Pandemi nedeniyle çökme noktasına gelen ABD sağlık sisteminin imdadına neoliberalizm yetişti. Silikon Vadisi’nde yer alan CareRev isimli girişim, kargo taşımacılığında kullanılan modeli sağlık emekçileri için uyarladığı bir sistem üzerinde çalışıyor.
Jacobinmag’de yazan Akil Vicks, CareRev şirketinin strateji ve büyümeden sorumlu kıdemli başkan yardımcısı Craig Allan Ahrens’in yeterli personele sahip olmayan hastaneler için “yenilikçi” bir çözümü olduğunu söylüyor: Esnaf-hemşire.
Esneklik tuzağı
Ülkemizde de “Kendi işinin patronu ol”, “İstediğin zaman çalış” propagandaları ile pazarlanan bu çalışma yöntemi, CareRev tarafından sağlık emekçilerine de aynı şekilde pazarlanıyor. Hemşirelere “esneklik ve özgürlük” vadeden CareRev, sadece ihtiyaç duyduğunda çalıştıracağı sağlık çalışanı arayan hastaneler ile kendi programlarına göre iş arayan sağlık çalışanlarını bir araya getirecek bir sistemi pazarlıyor. Bu sistemde de hemşireler aynı Uber sürücüleri, esnaf kuryeler gibi bağımsız yükleniciler ve tüm masrafları kendilerine ait.
Çalışana ayrı, şirkete ayrı söylem
Yeni modelin savunucularına göre, sağlık işgücünü hastanelerden uzaklaştıran, kâr odaklı hastane yöneticileri değil, “esneklik” eksikliği. Ahrens’e göre sağlık çalışanlarını bakım sağlamak yerine şirket içi oryantasyon ve çeşitli bürokratik işlemlerle oyalayan sistem, emek gücünü boşa tüketiyor.
CareRev hemşirelere standart tam zamanlı istihdamdan daha yüksek ücretler ile reklam yapıyor ancak aynı modeli hastane yöneticilerine tanıtırken, işçiye ödeyecekleri ücretin ötesinde, esneklik fikrine odaklanmaları telkininde bulunuyor.
Esneklik ve güvencesizlik
CareRev yöneticisi Ahrens’in şirketlere yönelik telkini emek mücadelesi için de geçerlidir. Trendyol işçisinin açtığı yolda sürecek direnişler değerlidir, önemlidir. Ancak salt ekonomik koşullar çerçevesinde yaratılacak mücadele kısa vadeli çözümler sağlayacaktır. Emek mücadelesi yalnızca ekonomik talepler üzerine inşa edilemez.

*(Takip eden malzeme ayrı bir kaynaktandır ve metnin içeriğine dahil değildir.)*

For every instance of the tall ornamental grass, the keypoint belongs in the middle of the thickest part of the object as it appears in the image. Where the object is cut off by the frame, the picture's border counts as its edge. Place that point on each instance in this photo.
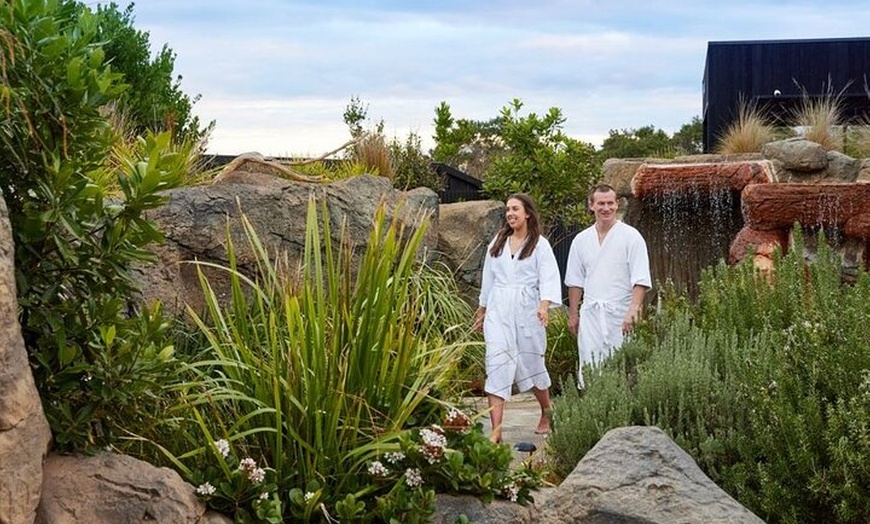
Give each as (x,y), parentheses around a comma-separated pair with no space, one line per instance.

Esnaf-kurye/hemşire modeli ile çalışan işçiler için vadedilen daha fazla gelir ve daha özgür çalışma koşulları, sermayenin işgücü üzerinde istediği kontrolü sağlamasına kadar sürecektir. Krediler, vergiler, yaptığı işin gereği olarak ortaya çıkan masraflar nedeniyle çalışan, istediği zaman çalışma “özgürlüğünden” uzaklaşacak, şirketin sözleşmesini iptal etme tehlikesi karşısında sermayenin isteklerine tâbi bir emek gücü haline gelecektir. Kota dolduracak, daha fazla paket teslim edip, daha fazla hastaya bakım verecek ancak işçi olmanın hukuken sağladığı asgari haklardan dahi yararlanamaz durumda kalacaktır.
Sorunun esası, ücretlerin düşüklüğünün ötesinde, esneklik adı altında pazarlanan güvencesiz çalışmanın kendisidir.